¿Por qué el cementerio de Aznalcóllar es distinto a todos los de España?

Su origen puede estar en torno a 1248, cuando Sevilla se rindió a los árabes y comenzó una convivencia de lenguas y religiones.

El cementerio se encuentra situado en la parte alta del pueblo.

M.C. Contreras. Encontrar una zawiya en un cementerio es algo que sólo es posible en España en la localidad sevillana de Aznalcóllar, que guarda en su camposanto un tesoro arquitectónico con siglos de antigüedad.

Un impresionante edificio que intenta volver a su esplendor, una zawiya heredada de los árabes única en Andalucía y una de las pocas que se conservan en toda Europa.

Se trata de una construcción que desde el siglo XVIII es la capilla del cementerio de San Sebastián, y que forma parte un camposanto que es en sí un rareza, ya que no es un lugar de enterramientos “plano”, sino que su ubicación en una antigua colina desde la que se divisa todo el pueblo hace que haya tenido que crecer a tres alturas, pegado además a las casas que se han ido acercando a él con el paso de los años.




Nada más entrar en la zawiya lo primero que llama la atención es el deterioro del suelo de madera colocado en una restauración hace casi 14 años, que tapa el original: “la idea que tenemos es cambiar este suelo por uno transparente, de forma que la gente no pise el primero que tuvo, pero sí lo pueda ver todo el que entre”, destaca el alcalde, Juan José Fernández.

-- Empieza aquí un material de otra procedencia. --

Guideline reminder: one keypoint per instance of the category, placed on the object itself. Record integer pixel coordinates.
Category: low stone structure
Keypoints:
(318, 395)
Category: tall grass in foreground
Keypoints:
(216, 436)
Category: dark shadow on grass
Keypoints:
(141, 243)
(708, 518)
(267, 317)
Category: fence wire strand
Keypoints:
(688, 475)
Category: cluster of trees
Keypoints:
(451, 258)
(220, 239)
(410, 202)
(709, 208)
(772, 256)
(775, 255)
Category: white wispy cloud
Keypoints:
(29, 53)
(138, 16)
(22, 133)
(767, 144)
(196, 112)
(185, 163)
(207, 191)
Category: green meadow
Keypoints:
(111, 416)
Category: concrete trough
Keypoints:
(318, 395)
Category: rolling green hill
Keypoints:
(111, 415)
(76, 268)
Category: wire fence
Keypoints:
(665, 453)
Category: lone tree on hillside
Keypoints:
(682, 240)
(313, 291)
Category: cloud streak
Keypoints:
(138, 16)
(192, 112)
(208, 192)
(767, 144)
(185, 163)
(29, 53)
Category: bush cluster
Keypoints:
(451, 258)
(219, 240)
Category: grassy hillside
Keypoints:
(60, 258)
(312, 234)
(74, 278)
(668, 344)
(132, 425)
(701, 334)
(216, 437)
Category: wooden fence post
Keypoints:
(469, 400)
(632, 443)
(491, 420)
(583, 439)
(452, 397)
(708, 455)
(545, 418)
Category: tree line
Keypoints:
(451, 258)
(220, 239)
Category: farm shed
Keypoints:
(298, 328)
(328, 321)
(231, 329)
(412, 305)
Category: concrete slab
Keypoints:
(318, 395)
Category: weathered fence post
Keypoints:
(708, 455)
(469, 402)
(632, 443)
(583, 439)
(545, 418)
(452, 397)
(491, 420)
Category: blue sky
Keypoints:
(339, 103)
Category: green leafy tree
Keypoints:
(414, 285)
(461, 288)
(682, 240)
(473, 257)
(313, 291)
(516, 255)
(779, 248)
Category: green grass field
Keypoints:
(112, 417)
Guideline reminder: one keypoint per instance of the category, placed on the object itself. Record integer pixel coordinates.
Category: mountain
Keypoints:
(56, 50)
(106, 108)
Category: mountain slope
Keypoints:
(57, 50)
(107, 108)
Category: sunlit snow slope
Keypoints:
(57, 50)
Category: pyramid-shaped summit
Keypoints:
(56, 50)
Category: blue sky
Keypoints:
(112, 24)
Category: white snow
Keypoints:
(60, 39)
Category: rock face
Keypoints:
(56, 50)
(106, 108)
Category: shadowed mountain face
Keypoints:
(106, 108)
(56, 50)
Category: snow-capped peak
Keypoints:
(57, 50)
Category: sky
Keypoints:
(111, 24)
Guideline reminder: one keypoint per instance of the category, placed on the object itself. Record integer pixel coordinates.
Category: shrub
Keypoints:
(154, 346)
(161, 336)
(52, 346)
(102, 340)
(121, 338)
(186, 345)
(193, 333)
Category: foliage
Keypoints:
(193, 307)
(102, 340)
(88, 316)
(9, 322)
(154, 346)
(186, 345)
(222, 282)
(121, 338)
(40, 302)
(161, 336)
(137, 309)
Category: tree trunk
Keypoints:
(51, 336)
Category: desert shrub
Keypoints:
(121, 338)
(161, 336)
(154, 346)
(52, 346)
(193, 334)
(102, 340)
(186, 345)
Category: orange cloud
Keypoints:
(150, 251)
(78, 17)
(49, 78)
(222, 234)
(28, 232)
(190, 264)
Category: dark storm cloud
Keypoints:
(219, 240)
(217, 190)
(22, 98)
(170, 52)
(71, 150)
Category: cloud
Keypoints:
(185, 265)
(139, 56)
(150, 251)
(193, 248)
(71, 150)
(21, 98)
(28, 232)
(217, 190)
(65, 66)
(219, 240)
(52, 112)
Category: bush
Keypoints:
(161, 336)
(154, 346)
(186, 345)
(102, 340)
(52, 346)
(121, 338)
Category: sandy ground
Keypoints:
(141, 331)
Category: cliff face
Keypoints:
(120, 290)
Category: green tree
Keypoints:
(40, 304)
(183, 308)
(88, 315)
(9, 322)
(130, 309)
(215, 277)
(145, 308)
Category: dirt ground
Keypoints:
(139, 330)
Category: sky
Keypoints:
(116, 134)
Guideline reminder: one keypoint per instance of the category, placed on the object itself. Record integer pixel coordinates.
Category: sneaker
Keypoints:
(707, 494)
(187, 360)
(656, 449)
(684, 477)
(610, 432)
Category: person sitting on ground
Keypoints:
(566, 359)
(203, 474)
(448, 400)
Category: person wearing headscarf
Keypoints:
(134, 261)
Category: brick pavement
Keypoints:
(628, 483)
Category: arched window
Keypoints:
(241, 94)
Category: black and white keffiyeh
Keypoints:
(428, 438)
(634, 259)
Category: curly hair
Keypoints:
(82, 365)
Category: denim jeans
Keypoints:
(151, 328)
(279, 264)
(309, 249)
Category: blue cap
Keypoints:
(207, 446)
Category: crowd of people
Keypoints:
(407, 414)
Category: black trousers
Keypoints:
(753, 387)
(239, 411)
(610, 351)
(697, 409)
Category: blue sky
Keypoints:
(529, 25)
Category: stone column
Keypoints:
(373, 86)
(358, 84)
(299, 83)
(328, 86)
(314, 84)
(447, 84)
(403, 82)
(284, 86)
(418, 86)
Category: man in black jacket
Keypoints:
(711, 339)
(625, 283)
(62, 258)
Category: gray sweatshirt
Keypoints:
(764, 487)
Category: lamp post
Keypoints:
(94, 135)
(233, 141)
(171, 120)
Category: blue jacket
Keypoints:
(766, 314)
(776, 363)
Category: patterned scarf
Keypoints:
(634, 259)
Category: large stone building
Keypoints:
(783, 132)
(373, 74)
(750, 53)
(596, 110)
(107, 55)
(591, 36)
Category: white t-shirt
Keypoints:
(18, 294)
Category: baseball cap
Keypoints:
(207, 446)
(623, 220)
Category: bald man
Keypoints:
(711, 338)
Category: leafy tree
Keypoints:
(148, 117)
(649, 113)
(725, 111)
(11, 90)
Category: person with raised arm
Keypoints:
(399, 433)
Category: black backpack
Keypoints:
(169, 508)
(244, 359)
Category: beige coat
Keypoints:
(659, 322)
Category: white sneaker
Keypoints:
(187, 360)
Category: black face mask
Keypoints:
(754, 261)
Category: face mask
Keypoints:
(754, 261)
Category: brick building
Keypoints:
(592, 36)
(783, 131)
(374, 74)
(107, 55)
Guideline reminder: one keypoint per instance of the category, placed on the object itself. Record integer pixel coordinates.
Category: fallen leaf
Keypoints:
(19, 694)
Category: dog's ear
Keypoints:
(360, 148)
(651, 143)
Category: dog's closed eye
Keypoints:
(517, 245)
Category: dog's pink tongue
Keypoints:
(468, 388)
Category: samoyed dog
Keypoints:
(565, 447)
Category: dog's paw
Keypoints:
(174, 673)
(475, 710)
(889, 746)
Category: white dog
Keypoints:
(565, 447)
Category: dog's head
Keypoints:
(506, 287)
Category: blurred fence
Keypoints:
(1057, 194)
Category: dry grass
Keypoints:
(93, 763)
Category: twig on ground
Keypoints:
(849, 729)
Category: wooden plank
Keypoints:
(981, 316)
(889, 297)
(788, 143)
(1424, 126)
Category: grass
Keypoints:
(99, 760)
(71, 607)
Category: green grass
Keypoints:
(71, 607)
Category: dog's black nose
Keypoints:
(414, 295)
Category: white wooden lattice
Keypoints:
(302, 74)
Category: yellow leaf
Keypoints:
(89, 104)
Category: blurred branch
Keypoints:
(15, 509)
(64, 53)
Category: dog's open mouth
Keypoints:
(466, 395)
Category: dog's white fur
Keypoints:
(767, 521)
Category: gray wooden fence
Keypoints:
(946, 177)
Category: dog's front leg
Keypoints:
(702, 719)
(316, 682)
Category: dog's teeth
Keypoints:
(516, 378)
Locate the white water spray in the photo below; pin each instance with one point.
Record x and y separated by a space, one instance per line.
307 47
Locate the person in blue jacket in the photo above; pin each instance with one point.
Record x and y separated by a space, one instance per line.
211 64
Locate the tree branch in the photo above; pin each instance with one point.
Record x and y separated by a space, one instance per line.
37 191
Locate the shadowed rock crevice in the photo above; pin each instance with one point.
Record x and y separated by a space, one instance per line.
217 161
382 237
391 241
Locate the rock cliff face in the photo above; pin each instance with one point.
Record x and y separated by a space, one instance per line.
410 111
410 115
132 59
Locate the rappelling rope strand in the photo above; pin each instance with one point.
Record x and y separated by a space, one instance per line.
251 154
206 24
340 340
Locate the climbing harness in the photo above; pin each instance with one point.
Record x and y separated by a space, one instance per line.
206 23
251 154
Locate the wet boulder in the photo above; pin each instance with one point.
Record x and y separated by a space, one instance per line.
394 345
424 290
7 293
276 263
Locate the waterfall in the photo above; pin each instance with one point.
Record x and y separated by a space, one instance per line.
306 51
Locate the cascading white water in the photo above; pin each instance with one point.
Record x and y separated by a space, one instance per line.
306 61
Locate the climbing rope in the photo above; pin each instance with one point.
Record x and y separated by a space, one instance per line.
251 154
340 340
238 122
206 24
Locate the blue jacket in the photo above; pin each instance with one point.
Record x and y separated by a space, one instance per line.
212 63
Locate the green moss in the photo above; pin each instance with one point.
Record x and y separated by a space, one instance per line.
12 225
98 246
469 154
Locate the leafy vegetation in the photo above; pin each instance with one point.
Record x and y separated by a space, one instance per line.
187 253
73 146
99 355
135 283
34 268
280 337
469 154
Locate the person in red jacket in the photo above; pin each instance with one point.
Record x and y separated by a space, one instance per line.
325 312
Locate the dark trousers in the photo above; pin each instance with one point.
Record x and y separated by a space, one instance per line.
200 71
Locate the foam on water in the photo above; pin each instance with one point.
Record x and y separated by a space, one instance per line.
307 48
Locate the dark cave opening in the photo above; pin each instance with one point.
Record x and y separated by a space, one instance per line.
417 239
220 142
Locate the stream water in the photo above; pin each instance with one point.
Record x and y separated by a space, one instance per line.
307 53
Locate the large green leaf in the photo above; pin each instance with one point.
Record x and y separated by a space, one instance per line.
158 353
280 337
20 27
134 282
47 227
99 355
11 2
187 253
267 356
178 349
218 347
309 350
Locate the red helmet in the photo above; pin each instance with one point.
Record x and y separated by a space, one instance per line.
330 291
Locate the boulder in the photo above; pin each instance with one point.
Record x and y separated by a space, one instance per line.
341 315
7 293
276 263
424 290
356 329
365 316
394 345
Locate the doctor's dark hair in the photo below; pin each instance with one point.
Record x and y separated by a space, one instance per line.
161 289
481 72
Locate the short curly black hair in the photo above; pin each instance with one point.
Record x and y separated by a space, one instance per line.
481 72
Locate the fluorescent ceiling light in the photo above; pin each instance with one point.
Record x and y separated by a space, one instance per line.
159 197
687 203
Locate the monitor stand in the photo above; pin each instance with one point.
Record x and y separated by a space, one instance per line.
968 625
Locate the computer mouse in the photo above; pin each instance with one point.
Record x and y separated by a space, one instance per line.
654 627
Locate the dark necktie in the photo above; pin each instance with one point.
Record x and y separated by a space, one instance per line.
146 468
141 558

A media altura, una escalera conduce a la cúpula, y desde allí se divisa todo el pueblo, y todo simplemente porque algún árabe de clase alta decidió que se levantase este monumento en torno a su tumba hace casi un milenio, porque la fecha exacta de su construcción no está clara.




Su origen puede estar en torno al 1248, cuando Sevilla se rindió a los árabes, pero comenzó entonces una convivencia de lenguas y religiones, y se cree que algunos de aquellos mudéjares fueron los encargados de la construcción, un edificio misterioso, del que sí se sabe que lo que hoy día queda en pie es solo una parte de la zawiya original.

Envuelta en todo ese halo de misterio, ha conseguido sobrevivir en pie como una de las obras más destacadas del gótico-mudéjar en la provincia de Sevilla, y tal es su belleza que incluso la Reconquista la mantuvo en pie, y en torno a ella se construyó la nueva iglesia de Aznalcóllar, que se derribó cuando se construyó la actual, pero la zawiya siempre siguió en su sitio.

El impresionante monumento llama la atención de cualquier persona que acude al camposanto.

Incluida en una guía. La Diputación de Sevilla la ha incluido en la guía que, a través de Prodetur, recoge el impacto cultural, artístico y arquitectónico del gótico-mudéjar, con edificios que se conservan en pie y que hablan por sí solos del paso de los siglos entre el XIII y el XVI en los cuatro puntos cardinales de la provincia.

La guía explica que el mudéjar “puede interpretarse como un complejo fenómeno artístico bifronte: el derivado de los contactos, interrelaciones y conflictos entre el arte hispanomusulmán y los sucesivos estilos cristianos acogidos y desarrollados en la Península Ibérica”, y es tal el impacto que 58 de los pueblos de la provincia sevillana tienen resquicios de ese estilo en sus calles.

Tal es su belleza que el cementerio de Aznalcóllar fue seleccionado en un concurso que buscaba el más bonito de España en cinco modalidades distintas: mejor camposanto, mejor monumento, mejor historia, mejor iniciativa medioambiental y mejores actividades paralelas en sus instalaciones.

Se trató de un concurso organizado por la revista Adiós Cultural, especialista del sector funerario, para la que un jurado de expertos seleccionó 80 candidaturas de 45 localidades pertenecientes a 22 provincias de 12 comunidades autónomas, en un certamen en el que Andalucía, Valencia y Cataluña fueron las comunidades que más candidaturas presentaron.